Roma – Il 73% dei padri italiani usufruisce del congedo di paternità, mentre l’utilizzo del congedo parentale – l’astensione facoltativa dal lavoro, concessa a entrambi i genitori – da parte dei padri è basso, con il 20,4% soltanto di loro che vi ricorre. Per il 69% delle madri e per il 72% dei padri, il congedo di paternità dovrebbe essere più lungo, e le madri avrebbero bisogno di un periodo più prolungato per l’allattamento.
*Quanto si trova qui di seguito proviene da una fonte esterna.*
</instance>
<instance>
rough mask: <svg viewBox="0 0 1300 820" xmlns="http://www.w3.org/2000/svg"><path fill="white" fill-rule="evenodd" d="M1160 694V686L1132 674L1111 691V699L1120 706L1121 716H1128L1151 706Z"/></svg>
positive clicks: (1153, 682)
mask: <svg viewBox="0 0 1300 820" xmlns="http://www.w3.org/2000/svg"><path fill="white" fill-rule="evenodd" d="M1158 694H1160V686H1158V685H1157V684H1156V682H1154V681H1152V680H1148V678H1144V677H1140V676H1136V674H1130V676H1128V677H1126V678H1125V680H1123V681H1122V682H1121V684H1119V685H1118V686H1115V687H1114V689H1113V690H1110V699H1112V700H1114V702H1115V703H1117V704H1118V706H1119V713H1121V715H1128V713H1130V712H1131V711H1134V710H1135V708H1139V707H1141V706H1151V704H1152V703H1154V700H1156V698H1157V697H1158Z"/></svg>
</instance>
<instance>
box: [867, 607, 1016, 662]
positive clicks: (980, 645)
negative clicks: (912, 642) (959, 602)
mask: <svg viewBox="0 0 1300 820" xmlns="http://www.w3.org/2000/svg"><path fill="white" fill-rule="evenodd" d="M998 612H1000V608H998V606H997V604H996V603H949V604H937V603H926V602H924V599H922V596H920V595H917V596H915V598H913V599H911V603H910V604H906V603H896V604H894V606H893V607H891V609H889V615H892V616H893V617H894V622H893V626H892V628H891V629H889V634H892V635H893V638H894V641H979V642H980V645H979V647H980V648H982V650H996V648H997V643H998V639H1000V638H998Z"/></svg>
La maggior parte delle madri e dei padri infine (91% e 89%) ritiene inadeguata la durata dell’attuale congedo di paternità e non è d’accordo con la divisione tradizionale dei ruoli familiari, sia di cura che domestici.
Questi sono i principali risultati di uno studio che è parte di 4e-parent (le 4 ‘E’ stanno per Early, per la partecipazione da subito, Equal, per indicare un approccio paritario, Engaged, che richiama la partecipazione, Empathetic, per la valenza empatica accudente e responsiva) un progetto europeo coordinato dall’Istituto superiore di sanità (Iss) con l’obiettivo di promuovere la paternità accudente, e i cui risultati verranno presentati nel corso del convegno Essere padri, prendersi cura – 4e-parent che avrà luogo i 28 novembre all’Iss.
“Il fatto che più di 7 padri su 10 utilizzino il congedo di paternità è un segnale forte di una tendenza alla condivisione della genitorialità che rappresenta un chiaro indicatore di un cambiamento culturale in atto, un cambiamento certamente positivo”, commenta i dati Rocco Bellantone, Presidente dell’Iss. “La paternità accudente non solo rafforza il rapporto tra i padri e i figli e le figlie, ma anche favorisce e promuove la relazione paritaria tra uomini e donne. E come una sorta di moltiplicatore positivo, può contribuire al miglioramento dell’intero sistema di relazioni all’interno delle società”.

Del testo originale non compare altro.